NNX MultiMetric

Why this matters

Real evaluation reports averaged metrics over MANY batches, not just one. With 1000 eval samples and a batch size of 32 you have ~32 batches; you want one final MSE / accuracy / loss number that averages all of them.

Hand-rolling this is annoying: keep a running sum, keep a count, divide at the end, reset between epochs. Easy to get wrong (off-by- one count, forgetting to reset, mixing per-sample and per-batch averages).

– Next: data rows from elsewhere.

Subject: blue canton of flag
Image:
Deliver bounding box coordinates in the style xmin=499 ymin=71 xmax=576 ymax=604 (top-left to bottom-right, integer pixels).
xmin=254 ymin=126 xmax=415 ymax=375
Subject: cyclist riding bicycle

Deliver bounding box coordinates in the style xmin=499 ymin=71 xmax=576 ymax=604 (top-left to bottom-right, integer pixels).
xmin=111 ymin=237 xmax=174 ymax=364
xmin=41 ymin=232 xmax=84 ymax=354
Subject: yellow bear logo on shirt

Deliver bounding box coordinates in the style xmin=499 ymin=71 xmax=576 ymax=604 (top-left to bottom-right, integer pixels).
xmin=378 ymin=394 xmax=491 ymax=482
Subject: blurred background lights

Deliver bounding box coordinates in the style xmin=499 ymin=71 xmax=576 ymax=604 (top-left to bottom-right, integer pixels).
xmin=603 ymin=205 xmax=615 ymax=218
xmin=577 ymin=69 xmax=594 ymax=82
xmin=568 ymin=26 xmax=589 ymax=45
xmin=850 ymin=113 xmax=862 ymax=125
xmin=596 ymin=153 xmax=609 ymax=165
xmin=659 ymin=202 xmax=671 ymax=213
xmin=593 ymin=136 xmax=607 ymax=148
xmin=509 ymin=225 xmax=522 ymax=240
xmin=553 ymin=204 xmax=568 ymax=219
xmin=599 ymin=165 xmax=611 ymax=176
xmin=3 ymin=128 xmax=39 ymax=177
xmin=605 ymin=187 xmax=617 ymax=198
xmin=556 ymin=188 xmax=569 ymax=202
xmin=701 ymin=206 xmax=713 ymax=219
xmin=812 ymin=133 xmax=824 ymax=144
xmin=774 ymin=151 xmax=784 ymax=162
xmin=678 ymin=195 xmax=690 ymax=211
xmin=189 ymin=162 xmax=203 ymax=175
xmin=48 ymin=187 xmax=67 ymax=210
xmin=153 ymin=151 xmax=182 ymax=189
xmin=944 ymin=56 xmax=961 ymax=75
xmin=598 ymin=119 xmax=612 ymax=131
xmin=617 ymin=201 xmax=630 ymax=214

nnx.MultiMetric is the canonical container. It bundles N named metrics, each tracks its own running average, and one .compute() call returns a dict with all of them.

The recipe

metrics = nnx.MultiMetric(
    mse=nnx.metrics.Average('mse'),
    mae=nnx.metrics.Average('mae'),
)

for x_batch, y_batch in batches:
    pred = model(x_batch)
    mse = jnp.mean((pred - y_batch) ** 2)
    mae = jnp.mean(jnp.abs(pred - y_batch))
    metrics.update(mse=mse, mae=mae)

result = metrics.compute()        # {"mse": ..., "mae": ...}
metrics.reset()                   # Zero the buffers between epochs.

The `argname` gotcha

nnx.metrics.Average() takes an optional positional argname — the keyword name update will look up. The default is 'values', so Average() only accepts metrics.update(values=...). To use custom names like mse= and mae=, you must pass the argname explicitly:

nnx.metrics.Average('mse')   # update(mse=...)
nnx.metrics.Average('mae')   # update(mae=...)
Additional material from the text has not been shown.